Da unsere Wahrnehmung von Gefahr unterbewusst abläuft, können wir oft gar nicht sagen, was genau wir wahrgenommen haben, was uns in Stress versetzt. Und weil unser Verstand das nicht gut leiden kann, nicht zu wissen, was los ist, erfindet er eventuell Ursachen. Gefahren sind heute nicht mehr so oft der Säbelzahntiger, der uns begegnet, sondern viel subtiler. Es kann ein übervolles E-Mail-Fach sein, eine zu lange To-do-Liste, Lärm, Hitze oder Kälte, Zeitdruck, Überreizung, Schmerzen, zu viele negative Nachrichten in den Medien oder ähnliches. Unser Verstand ist da aber oft nicht so reflektiert, denn in der Stressreaktion funktioniert er zu allem Übel nicht wirklich gut. Und beim Umherschauen entdeckt er vielleicht, dass der/die Partner:in, die Kinder irgendetwas falsch gemacht haben oder unser:e Kolleg:in oder der Mensch, der uns auf der Straße begegnet. Das nenne ich den Fehler-Zoom und wenn wir den nicht mehr abschalten können, gefährdet er vielleicht unser zweites wichtiges Bedürfnis - das nach Verbundenheit. Denn allein sind wir ungeschützt und auch das hat uns die Evolution beigebracht: Verbundenheit sichert unser Überleben durch positiven, entspannten Kontakt mit anderen Menschen. Deshalb ist der jüngste Teil unseres Nervensystems, der Vordere Vagus (der Vagusnerv), im Laufe der menschlichen Entwicklung immer wichtiger geworden . Wenn wir aber Gefahr wahrnehmen, übernehmen blitzschnell die älteren beiden Stresssysteme unseres Nervensystems und jagen uns heraus aus unserer sozialen Verbundenheit.

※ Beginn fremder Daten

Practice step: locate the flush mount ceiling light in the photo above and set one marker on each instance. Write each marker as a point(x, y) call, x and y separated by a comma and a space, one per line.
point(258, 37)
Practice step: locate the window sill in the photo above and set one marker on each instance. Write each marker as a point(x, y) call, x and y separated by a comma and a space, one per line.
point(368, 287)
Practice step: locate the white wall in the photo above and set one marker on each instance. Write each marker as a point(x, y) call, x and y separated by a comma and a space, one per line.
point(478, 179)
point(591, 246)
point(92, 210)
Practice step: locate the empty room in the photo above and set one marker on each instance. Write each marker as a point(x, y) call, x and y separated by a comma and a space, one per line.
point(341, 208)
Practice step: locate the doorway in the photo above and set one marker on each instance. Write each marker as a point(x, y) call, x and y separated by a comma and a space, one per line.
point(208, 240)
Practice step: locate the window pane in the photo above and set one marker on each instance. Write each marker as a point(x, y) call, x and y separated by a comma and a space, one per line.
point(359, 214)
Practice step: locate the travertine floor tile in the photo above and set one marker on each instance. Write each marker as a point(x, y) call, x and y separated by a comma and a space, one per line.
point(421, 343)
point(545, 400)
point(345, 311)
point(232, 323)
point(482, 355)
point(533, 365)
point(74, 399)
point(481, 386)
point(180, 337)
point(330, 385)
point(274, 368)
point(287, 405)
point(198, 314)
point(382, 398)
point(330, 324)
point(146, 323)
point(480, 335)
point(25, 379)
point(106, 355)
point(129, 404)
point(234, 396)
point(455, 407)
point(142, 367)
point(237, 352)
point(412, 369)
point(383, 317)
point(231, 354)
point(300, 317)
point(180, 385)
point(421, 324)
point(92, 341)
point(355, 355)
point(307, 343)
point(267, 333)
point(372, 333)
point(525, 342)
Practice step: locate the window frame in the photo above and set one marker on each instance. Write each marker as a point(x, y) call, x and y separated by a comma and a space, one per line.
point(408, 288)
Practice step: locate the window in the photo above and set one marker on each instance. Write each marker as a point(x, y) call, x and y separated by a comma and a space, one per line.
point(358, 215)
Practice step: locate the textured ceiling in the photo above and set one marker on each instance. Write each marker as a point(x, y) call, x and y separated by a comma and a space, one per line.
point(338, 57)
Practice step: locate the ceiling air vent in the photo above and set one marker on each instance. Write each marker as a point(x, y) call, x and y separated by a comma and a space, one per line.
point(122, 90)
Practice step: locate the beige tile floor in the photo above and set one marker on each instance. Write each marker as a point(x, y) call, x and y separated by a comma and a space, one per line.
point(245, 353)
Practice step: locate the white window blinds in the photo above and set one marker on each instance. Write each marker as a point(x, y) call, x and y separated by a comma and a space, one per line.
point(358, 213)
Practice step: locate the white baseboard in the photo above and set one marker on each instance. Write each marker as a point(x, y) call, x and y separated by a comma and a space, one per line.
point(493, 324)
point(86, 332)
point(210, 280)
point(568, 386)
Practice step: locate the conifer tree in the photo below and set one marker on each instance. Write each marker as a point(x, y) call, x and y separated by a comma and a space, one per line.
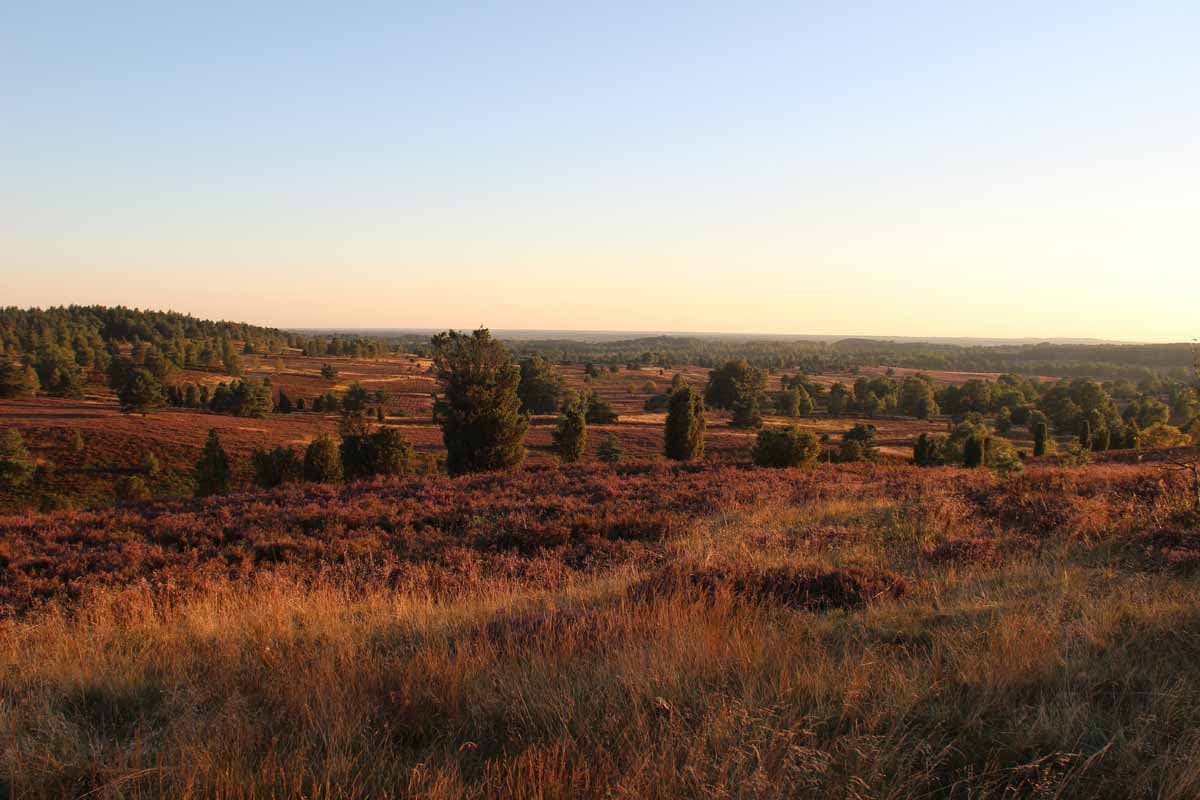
point(483, 426)
point(213, 473)
point(322, 461)
point(684, 433)
point(16, 464)
point(141, 392)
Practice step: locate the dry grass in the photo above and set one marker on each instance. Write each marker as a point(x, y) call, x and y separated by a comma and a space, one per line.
point(1051, 663)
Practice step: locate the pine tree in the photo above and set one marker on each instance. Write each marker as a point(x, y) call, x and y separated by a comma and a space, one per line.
point(610, 451)
point(322, 461)
point(787, 447)
point(480, 411)
point(684, 433)
point(973, 451)
point(213, 473)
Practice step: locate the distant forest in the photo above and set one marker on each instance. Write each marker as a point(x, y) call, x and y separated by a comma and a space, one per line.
point(90, 334)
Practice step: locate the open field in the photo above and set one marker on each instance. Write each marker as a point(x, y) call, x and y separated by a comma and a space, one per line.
point(115, 444)
point(855, 631)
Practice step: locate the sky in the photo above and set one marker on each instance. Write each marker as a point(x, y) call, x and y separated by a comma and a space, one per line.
point(965, 168)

Es kann ebenfalls sein, unser Verstand identifiziert an für sich harmlose Dinge wie Fahrstühle, Tunnel oder Supermärkte als Gefahrenquelle, einfach weil eine starke Stressreaktion mit großer Angst dort einmal ausgelöst wurde. So erklären sich viele unserer irrational erscheinenden Ängste.
Das Stresssystem navigieren lernen
Wir müssen also lernen, unsere Stressreaktionen gut navigieren zu können, d.h. uns nach einer Wahrnehmung von Gefahr unseres Autonomen Nervensystems wieder zu regulieren und in den vorderen, sozialen Vagus zurückzukehren.
Je verunsichernder die Lebenssituation, der Druck oder die Überforderung sind, je mehr Leistung wir erbringen wollen oder müssen, desto schwieriger kann es werden, uns zu beruhigen und wir bleiben quasi stecken in unserer Kampf- oder Fluchtreaktion oder in der Erstarrung.
Mit Körperwahrnehmung und Übungen zur Regulation kann dies in der Therapie oder im Coaching wieder ins Lot gebracht werden. Oft verbessern sich unsere Beziehungen im Privaten wie auf der Arbeit, wenn wir wieder lernen, uns besser zu regulieren. Und unser Körper erhält wieder Gelegenheit zur Regeneration und Erholung.
Literatur:
- Stephen Porges ; 2017; Die Polyvagaltheorie und die Suche nach Sicherheit
- Deb Dana; 2022; Der Vagus-Nerv als innerer Anker
- Sandra Hintringer; 2022; Der Vagusnerv. Unserer innerer Therapeut.